SETUP: Spark: 3.2.3
DeltaSharing Test-Server running locally
I am writing and reading data into a Deltalake with Spark.
Now I like to enable CDF for being able to read only the changes permanently with using DeltaSharing. DeltaSharing without CDF works.
The loaded packages:
conf.set('spark.sql.extensions','io.delta.sql.DeltaSparkSessionExtension') conf.set('spark.sql.catalog.spark_catalog','org.apache.spark.sql.delta.catalog.DeltaCatalog') Then I register the S3-path to a table:
spark.sql(f"CREATE TABLE if not exists retail USING DELTA LOCATION '{table_path}'") spark.sql(f"ALTER TABLE retail SET TBLPROPERTIES(delta.enableChangeDataFeed = true)") Then after creating new data in a DataFrame and I append this data to the deltalake file.

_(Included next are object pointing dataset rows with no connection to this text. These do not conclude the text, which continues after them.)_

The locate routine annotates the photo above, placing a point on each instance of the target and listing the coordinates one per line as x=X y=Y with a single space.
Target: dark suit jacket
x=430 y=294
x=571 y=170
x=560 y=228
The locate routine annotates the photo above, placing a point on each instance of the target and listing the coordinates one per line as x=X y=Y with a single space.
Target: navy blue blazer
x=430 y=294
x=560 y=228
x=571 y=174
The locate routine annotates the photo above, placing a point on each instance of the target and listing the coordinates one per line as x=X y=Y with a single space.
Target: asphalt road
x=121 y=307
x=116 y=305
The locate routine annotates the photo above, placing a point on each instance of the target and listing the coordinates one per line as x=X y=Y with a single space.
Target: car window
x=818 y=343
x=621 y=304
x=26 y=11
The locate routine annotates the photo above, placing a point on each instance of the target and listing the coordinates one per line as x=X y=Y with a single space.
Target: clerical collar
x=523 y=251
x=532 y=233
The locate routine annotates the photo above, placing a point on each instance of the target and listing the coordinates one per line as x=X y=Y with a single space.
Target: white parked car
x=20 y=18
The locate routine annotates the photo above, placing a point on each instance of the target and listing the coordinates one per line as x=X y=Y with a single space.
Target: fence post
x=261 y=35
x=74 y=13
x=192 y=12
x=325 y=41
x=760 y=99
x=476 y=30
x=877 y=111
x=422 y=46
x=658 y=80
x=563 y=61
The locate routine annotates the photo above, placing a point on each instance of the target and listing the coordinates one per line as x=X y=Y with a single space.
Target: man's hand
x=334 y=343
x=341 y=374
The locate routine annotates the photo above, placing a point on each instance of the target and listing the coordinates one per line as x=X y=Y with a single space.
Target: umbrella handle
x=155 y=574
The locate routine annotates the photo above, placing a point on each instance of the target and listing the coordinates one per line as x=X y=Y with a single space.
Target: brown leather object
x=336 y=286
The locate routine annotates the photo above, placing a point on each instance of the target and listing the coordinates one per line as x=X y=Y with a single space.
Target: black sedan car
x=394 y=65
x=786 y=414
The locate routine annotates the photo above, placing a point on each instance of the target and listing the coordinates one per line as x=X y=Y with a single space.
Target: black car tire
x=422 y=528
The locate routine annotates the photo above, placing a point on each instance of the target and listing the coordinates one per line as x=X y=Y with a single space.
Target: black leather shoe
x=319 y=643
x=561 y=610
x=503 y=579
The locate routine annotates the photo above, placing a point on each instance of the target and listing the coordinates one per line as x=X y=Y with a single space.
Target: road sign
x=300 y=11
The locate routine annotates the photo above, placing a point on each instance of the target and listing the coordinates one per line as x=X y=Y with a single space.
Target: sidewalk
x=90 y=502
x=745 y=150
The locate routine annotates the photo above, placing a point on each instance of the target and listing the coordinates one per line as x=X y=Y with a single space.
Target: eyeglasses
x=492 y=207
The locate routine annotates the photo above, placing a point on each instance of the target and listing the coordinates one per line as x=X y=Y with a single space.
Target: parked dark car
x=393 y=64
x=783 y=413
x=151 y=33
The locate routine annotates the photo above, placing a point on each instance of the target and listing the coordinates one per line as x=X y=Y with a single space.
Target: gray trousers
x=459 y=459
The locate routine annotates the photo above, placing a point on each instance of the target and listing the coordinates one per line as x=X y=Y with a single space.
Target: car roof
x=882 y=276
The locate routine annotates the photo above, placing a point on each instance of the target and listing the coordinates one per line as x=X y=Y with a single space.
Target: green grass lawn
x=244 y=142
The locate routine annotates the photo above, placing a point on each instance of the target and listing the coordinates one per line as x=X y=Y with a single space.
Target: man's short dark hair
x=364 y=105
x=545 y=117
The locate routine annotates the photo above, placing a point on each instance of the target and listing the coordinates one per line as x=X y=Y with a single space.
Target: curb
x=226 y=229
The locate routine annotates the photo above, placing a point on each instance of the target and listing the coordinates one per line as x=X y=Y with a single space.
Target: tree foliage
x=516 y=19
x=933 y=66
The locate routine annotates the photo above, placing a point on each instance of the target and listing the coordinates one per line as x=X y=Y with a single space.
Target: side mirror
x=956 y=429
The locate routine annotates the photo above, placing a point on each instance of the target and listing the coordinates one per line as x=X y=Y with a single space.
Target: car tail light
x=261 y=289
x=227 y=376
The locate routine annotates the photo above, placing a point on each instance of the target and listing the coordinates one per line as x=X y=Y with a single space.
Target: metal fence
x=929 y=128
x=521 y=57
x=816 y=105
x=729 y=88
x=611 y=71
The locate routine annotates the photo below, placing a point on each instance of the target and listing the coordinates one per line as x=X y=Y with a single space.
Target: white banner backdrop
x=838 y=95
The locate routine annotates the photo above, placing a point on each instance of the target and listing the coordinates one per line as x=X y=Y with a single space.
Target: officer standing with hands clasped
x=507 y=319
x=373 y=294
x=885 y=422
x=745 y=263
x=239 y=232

df.write.option("header", True).mode("append").format("delta").save(table_path)) When I read the data with a separate job directly from the delta lake it works:
table_path = f"s3a://{'BUCKET']}{s3folder}/retail" df = (spark.read.format("delta") .option("readChangeFeed", "true") .option("startingVersion", "29") .load(table_path)) When using DeltaSharing it fails:
table_path = DS_PROFILE_FILE + '#' + 'PM.catalog.transactions' df = (spark.read.format("deltaSharing") .option("readChangeFeed", "true") .option("startingVersion", "29") .load(table_path)) with:
: io.delta.sharing.spark.util.UnexpectedHttpStatus: HTTP request failed with status: HTTP/1.1 400 Bad Request {"errorCode":"INVALID_PARAMETER_VALUE","message":"cdf is not enabled on table PM.catalog.transactions"}.
I am run out of ideas. Any suggestion?